Something in the window (originally posted 10/30/18)

I grew up in an old frame bungalow, one of countless that typified much of the city of Chicago. It was clad in pale yellow aluminum siding with a wall of fake pastel earth tone rocks in the front, and it was capped with a brown shingled roof. Nobody in their right mind would look twice at it, except my parents, when they decided to buy it in the mid 1970s (and subsequently, the next inhabitants when my mom moved us in 1996). Plain as it may have appeared, it was ground zero for my childhood, and I have mostly fond memories of living there.

 Upstairs is where my three sisters and I slept. There was one long bedroom toward the front that spanned about two-thirds the length of the house, and a small bedroom in the back, separated by a small landing at the top of the stairs. In early years, my two older sisters, Anne and Patty, shared the big room, and the small room was actually set up to be mine after I was born. For reasons unknown, I must not have taken to it because I have no recollection staying in there until my oldest sister Anne left for college in 1993.

 The big long room was set up with three twin beds close to the entrance of the room. There was a big open area that led to a single small window at the front of the house. I don’t know what it was about that window, but for a while, as a young kid, I would wake up from heart-pounding nightmares wherein I was in bed staring at the window and watching a shadow slowly pass by. It was like a monster’s head, staring head on but moving side to side. It was a recurring dream that I dreaded experiencing. I’d wake up, heart pounding so hard it sounded like giant stamping footsteps in my head. And I always imagined those were the footsteps of whatever it was that was behind the curtains, out to get me. I froze in my bed, unable to move until my heartbeat simmered down to a normal clip.
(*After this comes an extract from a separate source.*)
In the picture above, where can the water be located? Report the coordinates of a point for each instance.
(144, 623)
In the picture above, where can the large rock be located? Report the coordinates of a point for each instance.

 Eventually at some point, Anne commandeered the small bedroom in the back and Patty had the big long room to herself. I slept on the floor in one of several places, including the living room and the “TV room”. For most of my childhood I did not have my own room. In fact it wasn’t until 1993, when Ann left for college, that I finally took possession of the little room upstairs that was intended to be for me originally. It was really great to have my own little slice of privacy at age 11. I could put posters on my walls, keep my pet reptiles in one place, and spend hours watching the city lights at night. I would lay down and watch the smoke stack of the Mayfair Pumping Station blinking its bright red lights until I fell asleep. Best of all, the haunting nightmares never returned in that room. There was a certain calming quality to watching the flashing red lights atop the smokestack at night. I knew they’d be there every night, bright and proud. Maybe that helped instill a sense of confidence in me, I don’t know. Whatever the case, it changed the way I perceived things forever.